㊳
宝田親子に任せっきりになってはいけないと思っていた好美。
-㊳ 郷土の味と株主の大好物-
宝田親子がクロンの部屋に行っている頃、好美は自分も何か用意しないとと思い「暴徒の鱗」に注文する為、内線電話の受話器を手に取った時にふとある事を思い出した。
好美「そうだ、ビールのアテにはあれよね。」
好美は『アイテムボックス』から薄くて白いトレーを取り出してラップを破り、円形の中身をまな板の上に乗せて細長く切っていき、アルミホイルを敷いたオーブントースターで焼き始めた。
好美「これこれ、良い匂いがしてきた。」
好美が学生の頃、母・瑠璃が仕送りとして送って来ていた荷物の1つを『転送』と『複製』を繰り返して酒の肴にしていた。勿論、元の世界で夜勤をしていた頃の様にゲオルの店で割引になった惣菜を肴にする事も多かった。
そうこうしている内に部屋全体にカレーの香りが漂って来た。正直この香りだけでご飯や酒が進むと言っても過言ではない。
好美「まだまだ、少し焦げ付く位が一番なんだから。」
オーブンの中身は未だ色を変えずにアルミホイルの上に佇んでいた、好美はふと窓の外を見て有る事を思いついた。
好美「折角の天気だから外で楽しもうかな。」
好美は1人テラスを向かうと、3人分のテーブルとチェアーを用意して先に始める事にした。そろそろだろうと思い、キッチンへ引き返すとオーブンの中身は良い具合に焦げ付いていた。
好美「よし、食べ頃になったね。」
サクサクに焼けた中身を手にテラスへと向かい、1人着席して缶ビールを開けた好美は勢いよくかぶりついた。お世辞にも決して厚みがあるとは言えないが、徳島の人間が愛してやまない郷土の味に好美は箸が止まらなかった。
好美「そうそう、ビールにはフィッシュかつよね。」
口の中にカレーの風味が広がるこのフィッシュかつはスーパーで売られている時はフニャフニャの状態になってしまっているので、一度この様にオーブンで焼くと美味しいのだ。
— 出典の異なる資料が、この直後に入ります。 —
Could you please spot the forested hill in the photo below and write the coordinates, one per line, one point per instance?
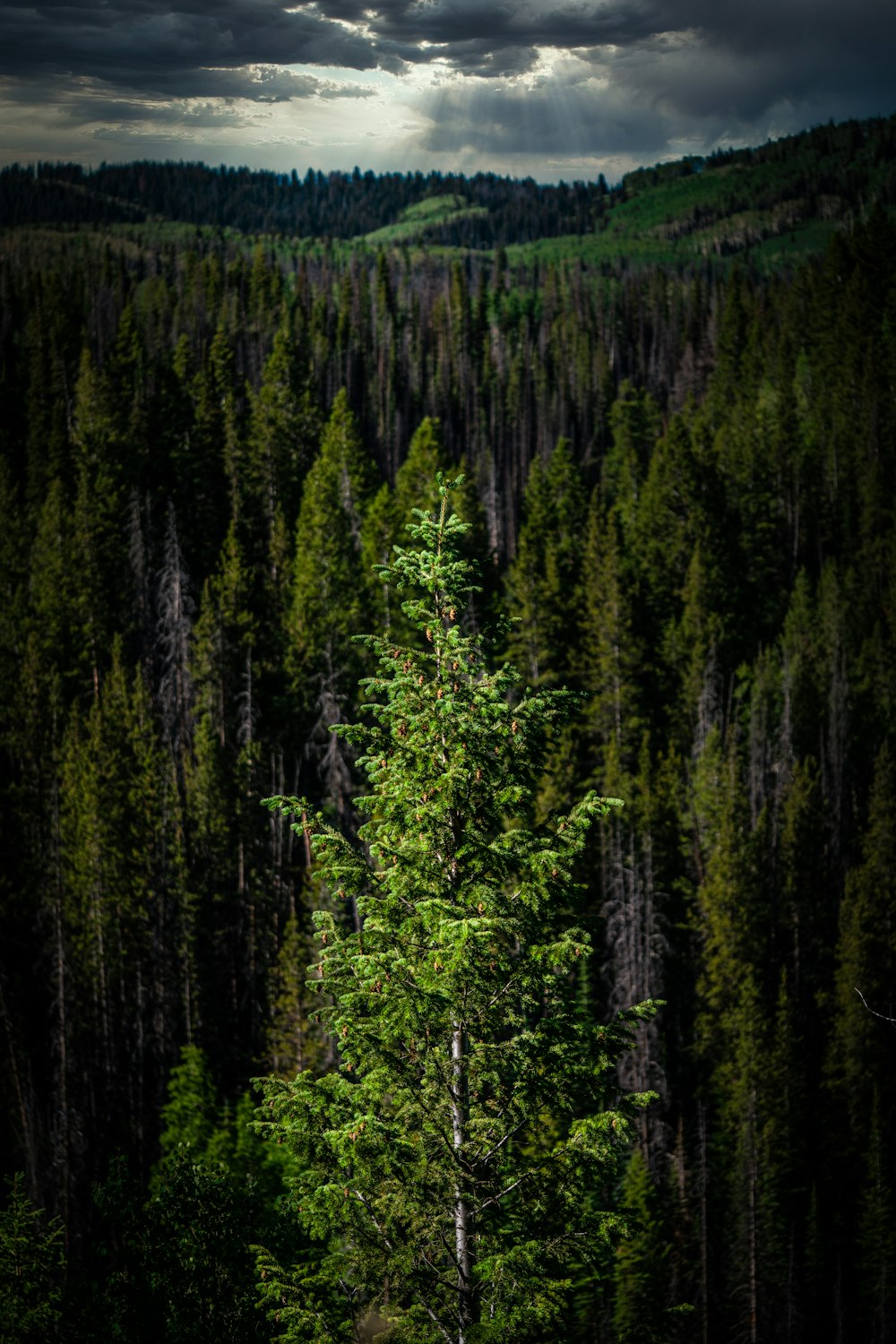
(729, 199)
(681, 488)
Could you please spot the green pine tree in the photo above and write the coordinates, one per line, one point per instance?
(31, 1271)
(454, 1163)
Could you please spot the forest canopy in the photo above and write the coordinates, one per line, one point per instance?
(681, 478)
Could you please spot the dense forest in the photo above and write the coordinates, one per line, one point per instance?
(680, 483)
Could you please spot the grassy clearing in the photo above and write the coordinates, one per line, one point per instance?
(418, 220)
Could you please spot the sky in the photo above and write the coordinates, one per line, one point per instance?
(552, 89)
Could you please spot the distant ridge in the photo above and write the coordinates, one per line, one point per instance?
(734, 198)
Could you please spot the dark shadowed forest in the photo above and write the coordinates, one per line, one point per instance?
(680, 484)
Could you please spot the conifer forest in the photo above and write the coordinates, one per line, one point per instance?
(672, 403)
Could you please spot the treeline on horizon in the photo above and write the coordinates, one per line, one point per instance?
(683, 487)
(828, 168)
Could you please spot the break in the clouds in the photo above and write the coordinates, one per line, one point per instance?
(554, 89)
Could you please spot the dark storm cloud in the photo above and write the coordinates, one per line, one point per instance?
(137, 43)
(637, 78)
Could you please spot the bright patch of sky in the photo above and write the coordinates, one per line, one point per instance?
(548, 89)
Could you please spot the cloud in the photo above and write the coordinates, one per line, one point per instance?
(147, 45)
(520, 86)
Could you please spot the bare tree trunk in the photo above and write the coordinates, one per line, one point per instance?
(465, 1314)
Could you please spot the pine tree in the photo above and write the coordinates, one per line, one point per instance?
(31, 1271)
(455, 1161)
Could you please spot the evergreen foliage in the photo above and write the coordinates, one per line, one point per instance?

因みに名前の通り中身は練った魚で、「揚げ物」ではなく「練り物」の分類される。徳島県内では「谷ちくわ」や「津久司蒲鉾」の物が有名となっていて、必ずスーパーに並んでいる。
好美「あ・・・、やっちゃった・・・。」
どうやら美味すぎたのか、好美は親子の残しておくつもりだった分も全て平らげてしまった様だ。『複製』をしているのでバレない内にまた作れば全く問題はない・・・、はずだった。
真希子「ただいま、好美ちゃん、あんたここにいたのかい?中にいないからヒヤヒヤしたじゃないか。」
大企業の筆頭株主がクロンの部屋から持って来たコロッケに好美がかじりついた時、事件は起こった。
真希子「何かカレーの匂いがするね、好美ちゃん、何か食べたね。」
守「まさか、フィッシュかつ食ってたな?!」
学生時代、好美が守を連れて帰郷した際に毎日何枚も何枚も食べていた事を守は覚えていたのだ。
真希子「守、フィッシュかつって?」
守「ほら、お土産で母ちゃんにもあげただろう?」
真希子「あれかい?!あれがあるのかい?!」
好美は『アイテムボックス』から大量のフィッシュかつを取り出して真希子に見せた。
真希子「沢山あるじゃないか、早く焼いておくれよ!!」
そう、真希子もフィッシュかつが大好物だったのだ。
真希子のとっても「思い出の味」だった様だ。